More specific optimization guidance can be found in the Isaac Sim Performance Optimization Handbook.
Note
Commands are provided in bash syntax (for Ubuntu). For Windows, replace .sh with .bat and \ for multiline commands to `.
Benchmarks for measuring application initialization and scene loading performance.
Startup Time (Async)
Purpose: Measure Isaac Sim initialization time in headless mode without blocking operations.
What it measures: Time from application launch to ready state, measured as Runtime for phase: startup in the logs.
Command:
./isaac-sim.sh --no-window --/app/quitAfter=200 --/app/file/ignoreUnsavedOnExit=1 \
--enable isaacsim.benchmark.services
Interpreting Results: Look for the following in the console output:
[INFO] Runtime for phase: startup = 15234 ms
Typical Values: 10-30 seconds depending on hardware and system configuration.
Startup Time (Non-Async)
Purpose: Measure Isaac Sim initialization time with synchronous loading using the Python API.

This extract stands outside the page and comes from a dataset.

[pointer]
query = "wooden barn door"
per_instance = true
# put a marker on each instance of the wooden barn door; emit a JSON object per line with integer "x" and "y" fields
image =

What it measures: Time for complete application initialization through the Python API.
Command:
./python.sh standalone_examples/api/isaacsim.simulation_app/hello_world.py \
--enable isaacsim.benchmark.services
Interpreting Results: Look for Runtime for phase: startup in the logs.
Comparison: Non-async startup is typically slower than async due to synchronous loading.
Full Warehouse Load Time + FPS
Purpose: Measure scene loading performance and rendering FPS for complex warehouse environment.
What it measures: Duration of stage loading phase and FPS at runtime for the given stage.
Command:
./python.sh standalone_examples/benchmarks/benchmark_scene_loading.py \
--env-url /Isaac/Environments/Simple_Warehouse/full_warehouse.usd
Configuration:
Environment: full warehouse sample scene
Interpreting Results:
[INFO] Runtime for phase: loading = 8123 ms
[INFO] Mean FPS for phase: benchmark = 45.2
Performance Notes: Loading time depends on asset complexity and storage speed. FPS varies with CPU and GPU capability.
Optimization Tips:
Use a simpler scene with fewer materials and textures.
Disable material loading to reduce initial loading time (
--/app/renderer/skipMaterialLoading=1).Reduce rendering quality to increase runtime FPS.
Isaac ROS Sample Scene Load Time + FPS
Purpose: Measure load time and runtime performance in stages with the ROS2 bridge enabled.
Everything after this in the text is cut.